Abstract:
The outlook for EU–GCC relations in 2026 builds on a year of cautious re-engagement and pragmatic recalibration in 2025, marked by functional cooperation rather than deep strategic alignment. As GCC states focus on delivering the early operational impact of long-term national visions, engagement with the EU in 2026 is expected to become more structured, sector-specific, and outcome-oriented. Energy, technology, and economic diversification are likely to anchor cooperation, even as contrasting approaches to climate policy, digital governance, and foreign policy limit broader convergence. Overall, EU–GCC relations in 2026 are set to deepen pragmatically at the operational level, reflecting a relationship defined by realism, selective compatibility, and managed differences.
Keywords:
European Union, 2025, Gulf Cooperation Council (GCC), 2026, Economic diversification, Energy transition, Artificial Intelligence (AI), Geopolitics, Sustainability, Vision 2030, Strategic pragmatism.
Looking Ahead to 2026
The outlook for 2026 is based on the cautious re-engagement and pragmatic recalibration that characterised the relationship between the European Union and the Gulf Cooperation Council (GCC) in 2025. Throughout this year, indeed, EU–GCC relations were shaped less by strong strategic alignment and more by functional cooperation, driven by mutual interests in energy security, trade diversification, climate policy, and regional stability. While political dialogue remained uneven, reflecting differences in governance models, regulatory philosophies, and geopolitical positioning, both sides demonstrated a growing recognition of their interdependence in an increasingly fragmented global order.

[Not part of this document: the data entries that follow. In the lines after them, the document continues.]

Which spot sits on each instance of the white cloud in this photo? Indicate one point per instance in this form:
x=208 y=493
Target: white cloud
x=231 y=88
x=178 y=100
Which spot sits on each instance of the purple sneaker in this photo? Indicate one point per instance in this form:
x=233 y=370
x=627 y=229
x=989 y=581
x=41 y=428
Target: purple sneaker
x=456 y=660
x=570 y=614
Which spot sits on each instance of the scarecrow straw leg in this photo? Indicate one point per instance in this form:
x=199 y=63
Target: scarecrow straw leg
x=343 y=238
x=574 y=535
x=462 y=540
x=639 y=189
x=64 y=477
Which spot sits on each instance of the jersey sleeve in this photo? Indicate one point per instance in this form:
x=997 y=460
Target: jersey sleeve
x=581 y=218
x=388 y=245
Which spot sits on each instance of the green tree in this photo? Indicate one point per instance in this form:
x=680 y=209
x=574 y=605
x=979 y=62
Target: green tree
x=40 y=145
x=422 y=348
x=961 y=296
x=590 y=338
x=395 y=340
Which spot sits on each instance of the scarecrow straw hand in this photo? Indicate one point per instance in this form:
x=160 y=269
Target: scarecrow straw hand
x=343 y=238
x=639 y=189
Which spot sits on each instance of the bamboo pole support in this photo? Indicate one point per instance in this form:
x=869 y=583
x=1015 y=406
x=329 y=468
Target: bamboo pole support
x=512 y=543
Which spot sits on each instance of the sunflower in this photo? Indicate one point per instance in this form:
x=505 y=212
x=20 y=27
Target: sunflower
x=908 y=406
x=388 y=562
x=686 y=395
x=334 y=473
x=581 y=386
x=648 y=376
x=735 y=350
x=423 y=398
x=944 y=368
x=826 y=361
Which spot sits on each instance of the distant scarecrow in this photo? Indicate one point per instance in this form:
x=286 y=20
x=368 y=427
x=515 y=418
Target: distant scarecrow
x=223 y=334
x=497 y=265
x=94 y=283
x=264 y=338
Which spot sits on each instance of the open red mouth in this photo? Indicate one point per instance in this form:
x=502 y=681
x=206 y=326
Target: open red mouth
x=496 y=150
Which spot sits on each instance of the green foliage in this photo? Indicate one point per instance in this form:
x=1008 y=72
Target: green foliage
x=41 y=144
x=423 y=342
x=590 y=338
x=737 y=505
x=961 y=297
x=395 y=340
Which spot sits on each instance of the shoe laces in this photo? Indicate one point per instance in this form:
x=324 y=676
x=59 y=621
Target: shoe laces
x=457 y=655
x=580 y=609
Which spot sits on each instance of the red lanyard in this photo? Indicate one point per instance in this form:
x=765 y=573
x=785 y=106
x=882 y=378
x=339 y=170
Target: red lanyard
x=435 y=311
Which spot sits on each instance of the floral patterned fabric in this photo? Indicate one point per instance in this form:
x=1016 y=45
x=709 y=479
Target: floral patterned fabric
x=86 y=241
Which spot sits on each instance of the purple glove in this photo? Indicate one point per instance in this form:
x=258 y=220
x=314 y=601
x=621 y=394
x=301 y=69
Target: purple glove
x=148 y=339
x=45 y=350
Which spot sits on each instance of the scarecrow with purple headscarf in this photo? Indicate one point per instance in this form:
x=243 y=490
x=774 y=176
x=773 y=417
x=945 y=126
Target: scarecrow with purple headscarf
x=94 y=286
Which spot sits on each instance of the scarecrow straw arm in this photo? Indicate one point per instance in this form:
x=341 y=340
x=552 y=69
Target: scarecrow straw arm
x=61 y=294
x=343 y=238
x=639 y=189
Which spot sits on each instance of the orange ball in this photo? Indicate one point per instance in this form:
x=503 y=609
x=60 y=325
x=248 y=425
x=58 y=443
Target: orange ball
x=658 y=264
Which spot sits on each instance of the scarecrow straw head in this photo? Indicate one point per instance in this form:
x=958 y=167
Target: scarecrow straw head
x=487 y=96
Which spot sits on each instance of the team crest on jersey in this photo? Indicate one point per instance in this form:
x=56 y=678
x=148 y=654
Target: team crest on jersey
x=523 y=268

For the EU, 2025 underscored the limits of over-reliance on traditional partners and regulatory power alone. Engagement with the GCC intensified around LNG supplies, critical raw materials, maritime security, and investment flows, particularly as Europe continued to navigate energy transition pressures and industrial competitiveness challenges. For GCC states, relations with the EU in 2025 were framed within a broader diversification of partnerships, alongside deepening ties with Asia, Africa, and other Global South actors. The EU was increasingly seen as an important, though not exclusive, economic and technological partner. It was valued for its market access, standards expertise and selective cooperation, rather than its strategic leadership.
Against this backdrop, 2026 is expected to signal a more structured and outcome-oriented phase in EU–GCC relations. As GCC countries focus on delivering the early operational impact of their long-term national visions in the coming year, their engagement with the EU is likely to become more practical, specific to individual projects, and confined to particular sectors.

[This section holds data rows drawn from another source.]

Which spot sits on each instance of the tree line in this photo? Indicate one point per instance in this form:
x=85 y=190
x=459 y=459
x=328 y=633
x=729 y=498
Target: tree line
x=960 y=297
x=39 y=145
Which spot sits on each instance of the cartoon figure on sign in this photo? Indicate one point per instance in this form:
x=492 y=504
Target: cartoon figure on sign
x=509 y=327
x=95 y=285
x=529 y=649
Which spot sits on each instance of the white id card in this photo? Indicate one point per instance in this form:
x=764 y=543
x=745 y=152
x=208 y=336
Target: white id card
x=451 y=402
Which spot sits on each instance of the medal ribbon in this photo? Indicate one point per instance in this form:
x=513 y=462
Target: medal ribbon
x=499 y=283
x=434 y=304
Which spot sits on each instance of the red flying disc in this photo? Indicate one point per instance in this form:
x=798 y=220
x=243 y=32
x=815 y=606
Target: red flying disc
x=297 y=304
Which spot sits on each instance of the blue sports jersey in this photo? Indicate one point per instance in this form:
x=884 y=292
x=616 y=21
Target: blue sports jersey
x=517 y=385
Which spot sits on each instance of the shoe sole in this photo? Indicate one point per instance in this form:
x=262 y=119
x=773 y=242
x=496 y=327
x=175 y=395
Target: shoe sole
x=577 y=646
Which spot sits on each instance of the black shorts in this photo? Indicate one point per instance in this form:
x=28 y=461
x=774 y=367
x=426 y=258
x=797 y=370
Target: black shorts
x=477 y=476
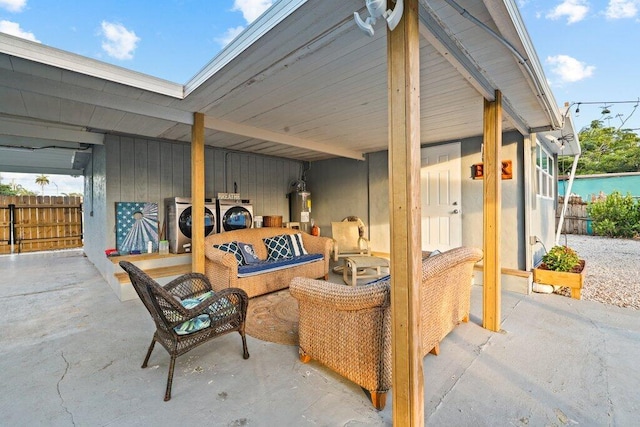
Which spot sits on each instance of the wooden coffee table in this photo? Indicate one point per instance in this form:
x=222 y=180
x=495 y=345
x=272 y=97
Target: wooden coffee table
x=364 y=267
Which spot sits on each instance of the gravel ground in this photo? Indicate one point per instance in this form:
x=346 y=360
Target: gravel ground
x=613 y=269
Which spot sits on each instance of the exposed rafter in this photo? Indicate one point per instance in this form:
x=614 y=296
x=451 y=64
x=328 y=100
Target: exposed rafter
x=445 y=42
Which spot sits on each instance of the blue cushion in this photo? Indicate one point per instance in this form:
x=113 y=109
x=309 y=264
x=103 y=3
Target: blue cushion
x=248 y=253
x=295 y=244
x=232 y=247
x=277 y=247
x=280 y=264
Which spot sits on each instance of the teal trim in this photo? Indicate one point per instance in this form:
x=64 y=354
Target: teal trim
x=586 y=187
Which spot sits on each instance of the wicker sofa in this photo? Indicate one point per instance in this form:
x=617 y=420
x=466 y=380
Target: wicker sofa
x=348 y=328
x=222 y=270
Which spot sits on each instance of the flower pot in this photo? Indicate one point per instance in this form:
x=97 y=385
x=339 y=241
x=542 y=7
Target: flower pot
x=573 y=280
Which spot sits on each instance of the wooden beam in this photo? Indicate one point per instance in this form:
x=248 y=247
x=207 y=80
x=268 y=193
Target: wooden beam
x=403 y=56
x=491 y=287
x=197 y=193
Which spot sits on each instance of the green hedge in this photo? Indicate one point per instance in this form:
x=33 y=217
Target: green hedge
x=615 y=215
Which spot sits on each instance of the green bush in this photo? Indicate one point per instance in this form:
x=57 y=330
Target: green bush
x=561 y=258
x=615 y=215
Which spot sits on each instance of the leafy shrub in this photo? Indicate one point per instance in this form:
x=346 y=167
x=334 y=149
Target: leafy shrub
x=561 y=258
x=615 y=215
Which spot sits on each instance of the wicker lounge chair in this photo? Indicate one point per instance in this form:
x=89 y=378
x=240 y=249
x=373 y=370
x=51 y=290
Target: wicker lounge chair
x=188 y=313
x=348 y=328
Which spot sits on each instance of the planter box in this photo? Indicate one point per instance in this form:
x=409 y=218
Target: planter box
x=561 y=278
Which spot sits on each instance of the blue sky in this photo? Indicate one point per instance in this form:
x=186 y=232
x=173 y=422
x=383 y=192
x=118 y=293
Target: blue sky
x=588 y=48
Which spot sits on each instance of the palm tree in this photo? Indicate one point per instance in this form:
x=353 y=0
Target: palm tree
x=42 y=180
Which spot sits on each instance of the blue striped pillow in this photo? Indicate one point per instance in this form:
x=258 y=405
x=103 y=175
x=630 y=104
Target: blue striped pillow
x=295 y=244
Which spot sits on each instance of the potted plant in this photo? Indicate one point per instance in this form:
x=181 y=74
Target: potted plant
x=561 y=266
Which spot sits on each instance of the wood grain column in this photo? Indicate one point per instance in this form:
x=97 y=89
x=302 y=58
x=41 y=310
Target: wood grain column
x=403 y=56
x=492 y=209
x=197 y=193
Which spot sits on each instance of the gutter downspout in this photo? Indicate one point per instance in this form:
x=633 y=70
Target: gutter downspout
x=567 y=193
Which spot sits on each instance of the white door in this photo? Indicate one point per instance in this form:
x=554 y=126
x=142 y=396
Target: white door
x=440 y=180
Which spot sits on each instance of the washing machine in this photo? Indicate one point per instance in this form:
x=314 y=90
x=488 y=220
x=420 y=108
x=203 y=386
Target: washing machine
x=234 y=214
x=178 y=220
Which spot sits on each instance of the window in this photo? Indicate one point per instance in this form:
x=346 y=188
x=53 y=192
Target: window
x=544 y=173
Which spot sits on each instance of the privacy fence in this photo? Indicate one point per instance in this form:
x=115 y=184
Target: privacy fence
x=39 y=223
x=576 y=220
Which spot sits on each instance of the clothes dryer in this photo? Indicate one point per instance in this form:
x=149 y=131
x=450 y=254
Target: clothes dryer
x=178 y=219
x=234 y=214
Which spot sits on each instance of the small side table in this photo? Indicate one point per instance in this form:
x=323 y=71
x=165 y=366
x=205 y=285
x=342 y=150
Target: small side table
x=363 y=267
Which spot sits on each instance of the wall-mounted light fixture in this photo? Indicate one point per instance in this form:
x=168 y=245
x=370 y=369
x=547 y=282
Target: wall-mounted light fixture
x=378 y=9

Economic diversification efforts across the Gulf are creating clear areas for collaboration with European firms, investors, and institutions, provided regulatory friction can be managed pragmatically. Energy cooperation is set to remain central in 2026, though its nature is evolving. GCC states are positioning themselves not only as energy suppliers but as partners in shaping the global energy transition on their own terms. In this context, the EU’s regulatory-heavy climate framework may increasingly contrast with the GCC’s technology and investment-led approach, creating both friction and opportunities for complementary solutions.
Technological cooperation is also expected to gain prominence in 2026. Artificial intelligence, digital public infrastructure, fintech, and climate adaptation technologies represent areas where GCC ambitions intersect with European capabilities. However, differences in data governance, AI regulation, and digital sovereignty models are likely to persist. Instead of convergence, 2026 may see the emergence of selective compatibility, whereby cooperation advances in specific use cases, but more general alignment remains limited.
Geopolitically, 2026 is likely to reinforce the asymmetry between EU and GCC foreign policy approaches. GCC states are expected to continue expanding diplomatic engagement with Asia, Africa, and emerging economies, positioning themselves as flexible mediators and connectors in a multipolar system. The EU, by contrast, is likely to remain constrained by internal processes of building consensus and normative frameworks. This divergence may limit strategic alignment but also reduce direct competition, allowing space for pragmatic cooperation on regional stability, maritime security, and crisis de-escalation. Social and human capital dimensions are expected to feature more prominently in 2026, as GCC labour markets, education systems, and talent policies will evolve. At the same time, differences in social regulation and political norms will likely continue to shape the boundaries of cooperation, reinforcing a relationship based on managed differences rather than value convergence.
Overall, looking ahead to 2026, EU–GCC relations are likely to be characterised by realism rather than ambition. The relationship is expected to deepen in functional terms—trade, energy, technology, and investment—while remaining limited at the strategic and normative levels. For the GCC, the EU will remain a valuable but non-dominant partner within a diversified global engagement strategy. For the EU, the GCC will increasingly be seen not just as an energy supplier, but as a confident system-builder and influential economic actor whose governance model and strategic priorities differ fundamentally from Europe’s own.